Guy: Jeff Wilson celebrates like they’ve won the Tri Nations. I got caught up in the emotion and I was celebrating too, and then Jeff Wilson and I hugged. It was the greatest moment of my sporting career.
Paul: That’s why Guy and I can’t play on the same team. To see Guy hugging Jeff Wilson in that moment, I was so pissed off.
Guy: It was only because we lost on such a comedy play, the scragging and fighting, and then that shot. That shot will never happen again.
Sport is a big silly joke. We’re watching grown adults run up and down a court in sponsored magic shoes trying to pop a ball through a ring to find out who’s the best at popping a ball through a ring. It’s ludicrous, and I think our podcast treats sport with the reverence it deserves. I do sometimes wonder that if we are going to waste our lives focusing on something as meaningless as sports you may as well talk some shit while doing it, and that’s why we started the podcast.

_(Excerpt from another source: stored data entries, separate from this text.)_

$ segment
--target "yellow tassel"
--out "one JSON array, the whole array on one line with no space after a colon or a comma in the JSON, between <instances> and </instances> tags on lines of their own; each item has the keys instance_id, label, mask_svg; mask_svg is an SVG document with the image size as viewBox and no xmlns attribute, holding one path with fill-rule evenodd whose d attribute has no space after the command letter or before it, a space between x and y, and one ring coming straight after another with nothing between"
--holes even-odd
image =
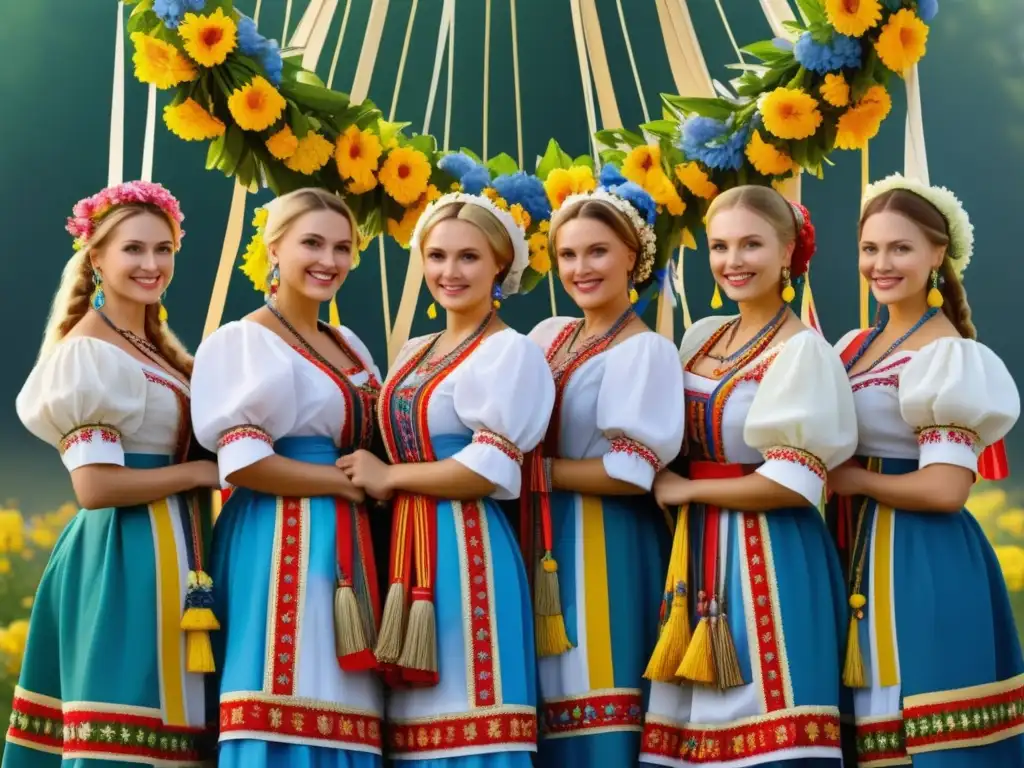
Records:
<instances>
[{"instance_id":1,"label":"yellow tassel","mask_svg":"<svg viewBox=\"0 0 1024 768\"><path fill-rule=\"evenodd\" d=\"M433 600L413 600L398 666L437 672L437 619Z\"/></svg>"},{"instance_id":2,"label":"yellow tassel","mask_svg":"<svg viewBox=\"0 0 1024 768\"><path fill-rule=\"evenodd\" d=\"M718 283L715 283L715 292L711 294L711 308L722 308L722 292L718 290Z\"/></svg>"},{"instance_id":3,"label":"yellow tassel","mask_svg":"<svg viewBox=\"0 0 1024 768\"><path fill-rule=\"evenodd\" d=\"M160 315L159 315L159 317L160 317L161 325L167 325L167 307L164 306L164 303L162 301L160 302Z\"/></svg>"},{"instance_id":4,"label":"yellow tassel","mask_svg":"<svg viewBox=\"0 0 1024 768\"><path fill-rule=\"evenodd\" d=\"M349 584L334 590L334 647L338 658L361 653L370 647L363 631L359 601Z\"/></svg>"},{"instance_id":5,"label":"yellow tassel","mask_svg":"<svg viewBox=\"0 0 1024 768\"><path fill-rule=\"evenodd\" d=\"M380 621L380 634L374 653L382 664L394 664L402 655L405 639L405 585L396 581L384 600L384 614Z\"/></svg>"},{"instance_id":6,"label":"yellow tassel","mask_svg":"<svg viewBox=\"0 0 1024 768\"><path fill-rule=\"evenodd\" d=\"M185 633L185 668L199 674L215 671L209 632L198 630Z\"/></svg>"},{"instance_id":7,"label":"yellow tassel","mask_svg":"<svg viewBox=\"0 0 1024 768\"><path fill-rule=\"evenodd\" d=\"M686 576L689 570L690 526L688 507L682 507L676 517L672 552L669 554L668 576L665 579L665 598L671 600L668 617L658 635L654 653L647 662L644 677L661 683L674 682L676 670L690 646L690 601L686 594Z\"/></svg>"},{"instance_id":8,"label":"yellow tassel","mask_svg":"<svg viewBox=\"0 0 1024 768\"><path fill-rule=\"evenodd\" d=\"M686 655L676 670L676 677L685 677L695 683L711 685L715 682L715 659L711 646L711 626L707 616L697 622L697 629L686 649Z\"/></svg>"},{"instance_id":9,"label":"yellow tassel","mask_svg":"<svg viewBox=\"0 0 1024 768\"><path fill-rule=\"evenodd\" d=\"M938 287L933 285L931 289L928 291L928 306L934 309L938 309L939 307L942 306L944 301L945 299L943 299L942 297L942 291L940 291Z\"/></svg>"},{"instance_id":10,"label":"yellow tassel","mask_svg":"<svg viewBox=\"0 0 1024 768\"><path fill-rule=\"evenodd\" d=\"M636 304L640 301L640 294L636 292L636 288L629 289L629 303Z\"/></svg>"},{"instance_id":11,"label":"yellow tassel","mask_svg":"<svg viewBox=\"0 0 1024 768\"><path fill-rule=\"evenodd\" d=\"M501 309L501 302L495 299L494 301L491 302L491 306L494 307L495 309Z\"/></svg>"},{"instance_id":12,"label":"yellow tassel","mask_svg":"<svg viewBox=\"0 0 1024 768\"><path fill-rule=\"evenodd\" d=\"M786 285L782 288L782 300L787 304L791 304L795 298L796 289L793 287L793 284L787 280Z\"/></svg>"},{"instance_id":13,"label":"yellow tassel","mask_svg":"<svg viewBox=\"0 0 1024 768\"><path fill-rule=\"evenodd\" d=\"M846 663L843 664L843 683L848 688L866 688L864 659L860 653L860 620L864 618L864 595L850 595L850 631L846 635Z\"/></svg>"},{"instance_id":14,"label":"yellow tassel","mask_svg":"<svg viewBox=\"0 0 1024 768\"><path fill-rule=\"evenodd\" d=\"M186 608L181 628L186 632L211 632L220 629L220 622L209 608Z\"/></svg>"},{"instance_id":15,"label":"yellow tassel","mask_svg":"<svg viewBox=\"0 0 1024 768\"><path fill-rule=\"evenodd\" d=\"M732 630L725 614L711 619L711 650L714 657L718 687L738 688L743 685L743 672L740 660L736 655L736 644L732 639Z\"/></svg>"},{"instance_id":16,"label":"yellow tassel","mask_svg":"<svg viewBox=\"0 0 1024 768\"><path fill-rule=\"evenodd\" d=\"M430 302L430 306L427 307L427 317L429 317L431 320L437 319L437 304L435 304L434 302Z\"/></svg>"},{"instance_id":17,"label":"yellow tassel","mask_svg":"<svg viewBox=\"0 0 1024 768\"><path fill-rule=\"evenodd\" d=\"M538 656L559 656L572 648L565 631L562 597L558 585L558 563L548 552L537 564L534 579L534 636Z\"/></svg>"},{"instance_id":18,"label":"yellow tassel","mask_svg":"<svg viewBox=\"0 0 1024 768\"><path fill-rule=\"evenodd\" d=\"M328 306L328 309L327 309L327 317L328 317L328 321L330 322L330 324L332 326L334 326L335 328L337 328L339 325L341 325L341 315L338 314L338 297L337 296L332 296L331 297L331 303L330 303L330 305Z\"/></svg>"}]
</instances>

Paul: I was already spending so much time following the NBA and watching games that when Guy suggested we start a podcast it made a lot of sense to me.
Guy: The name “Advanced Analytics” is a pretty poor attempt at a joke – I find jokes are the best when you explain them. People take basketball analysis very seriously to the point where huge numbers of fans casually talk about advanced metrics. It’s really weird and cool. But our podcast is a silly podcast, it’s about as far from advanced analytics as you can get.

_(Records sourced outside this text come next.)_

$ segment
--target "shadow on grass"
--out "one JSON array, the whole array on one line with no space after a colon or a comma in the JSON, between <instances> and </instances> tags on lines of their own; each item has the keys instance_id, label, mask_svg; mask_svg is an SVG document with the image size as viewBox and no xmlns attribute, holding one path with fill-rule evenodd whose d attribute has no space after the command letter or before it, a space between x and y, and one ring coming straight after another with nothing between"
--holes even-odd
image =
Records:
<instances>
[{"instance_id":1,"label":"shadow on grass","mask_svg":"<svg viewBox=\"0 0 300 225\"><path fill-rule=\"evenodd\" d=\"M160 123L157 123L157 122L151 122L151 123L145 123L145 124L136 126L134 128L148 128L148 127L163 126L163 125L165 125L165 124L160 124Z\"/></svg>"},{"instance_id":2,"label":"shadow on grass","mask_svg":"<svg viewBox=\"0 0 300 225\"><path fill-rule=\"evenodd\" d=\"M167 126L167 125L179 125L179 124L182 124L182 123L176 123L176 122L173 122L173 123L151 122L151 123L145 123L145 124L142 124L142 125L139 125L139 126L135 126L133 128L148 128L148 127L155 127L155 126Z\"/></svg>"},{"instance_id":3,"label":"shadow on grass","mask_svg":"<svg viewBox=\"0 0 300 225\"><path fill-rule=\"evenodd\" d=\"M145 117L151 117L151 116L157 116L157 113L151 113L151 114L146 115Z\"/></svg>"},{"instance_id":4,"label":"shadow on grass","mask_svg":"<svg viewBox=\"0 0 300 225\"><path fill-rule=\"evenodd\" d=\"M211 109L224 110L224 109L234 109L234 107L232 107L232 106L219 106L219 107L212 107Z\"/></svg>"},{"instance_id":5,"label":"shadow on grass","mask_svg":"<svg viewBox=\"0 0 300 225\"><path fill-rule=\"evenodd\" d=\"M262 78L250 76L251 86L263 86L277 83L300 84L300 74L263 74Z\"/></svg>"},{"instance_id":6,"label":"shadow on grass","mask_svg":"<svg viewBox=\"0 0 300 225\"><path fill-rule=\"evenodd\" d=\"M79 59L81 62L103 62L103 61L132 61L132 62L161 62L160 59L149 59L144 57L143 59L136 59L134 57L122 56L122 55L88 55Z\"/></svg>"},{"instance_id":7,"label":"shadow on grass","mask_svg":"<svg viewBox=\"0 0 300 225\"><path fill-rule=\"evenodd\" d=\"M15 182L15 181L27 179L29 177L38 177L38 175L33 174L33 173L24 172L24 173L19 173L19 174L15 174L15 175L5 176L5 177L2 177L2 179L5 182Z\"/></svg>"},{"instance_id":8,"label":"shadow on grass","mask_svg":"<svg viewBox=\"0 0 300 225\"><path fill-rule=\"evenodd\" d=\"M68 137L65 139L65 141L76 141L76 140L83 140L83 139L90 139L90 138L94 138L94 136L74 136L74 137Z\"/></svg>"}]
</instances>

We’re more likely to comment on a player’s sweatbands than their “true shooting percentage”.
Our obsession with basketball came from growing up in Nelson. It is, weirdly, a basketball mecca. Just a place where basketball grabbed you. Our neighbours’ grandad is a legend: Trevor Wright, he was the first man to coach New Zealand men’s and women’s basketball.
Giants basketball is the only thing to do on a Friday or Saturday night there. The Nelson Bays rugby team was in the second division and would get maybe 1000 people to the game, while the Giants were closer to 2000, indoors. The atmosphere, the legendary players: Phil Jones, Ed Book, Kenny Perkins…
Paul: We went to every game. Through the 90s and early 2000s the Giants would have been in most of the semi-finals, but we struggled to get it across the line. We do have three championships: 1994, 1998, 2007.
It was Nelson that got us into the NBA too.
Guy: We had a neighbour who was like a big brother to me, he was two years older. He had family in Orlando and he would come back from the United States and bring us Orlando Magic stuff when it was Shaq and Penny in the 90s.
We all started as fans of the Magic but Paul’s stayed loyal since the 90s. Now, my favourite NBA team is the Toronto Raptors. After the Magic I picked a new team and I supported the Clippers through the Elton Brand years. I just bought an authentic Lamar Odom Clippers jersey from that era. I got it off a discount rack, an authentic original from outside a random store on a random street in Japan. Not many Japanese people can fit an XXL.
Everyone at school was collecting basketball cards. They were like the Pokémon cards of their time. Even if you weren’t into basketball you still wanted to trade the cards. Starter gear was huge, Orlando Magic and Charlotte Hornets. You could buy this stuff at Farmers and that’s probably something that will never happen again.
Paul: Basketball was so big back then, you could get a Shaquille O’Neal Reebok hat from the back of a Coco Pops packet. I still love the Magic. It’s been tough times since the 90s, but I’m confident we are on the rise.
Guy: One of Paul’s weird dreams is to sing the national anthem before a Magic game.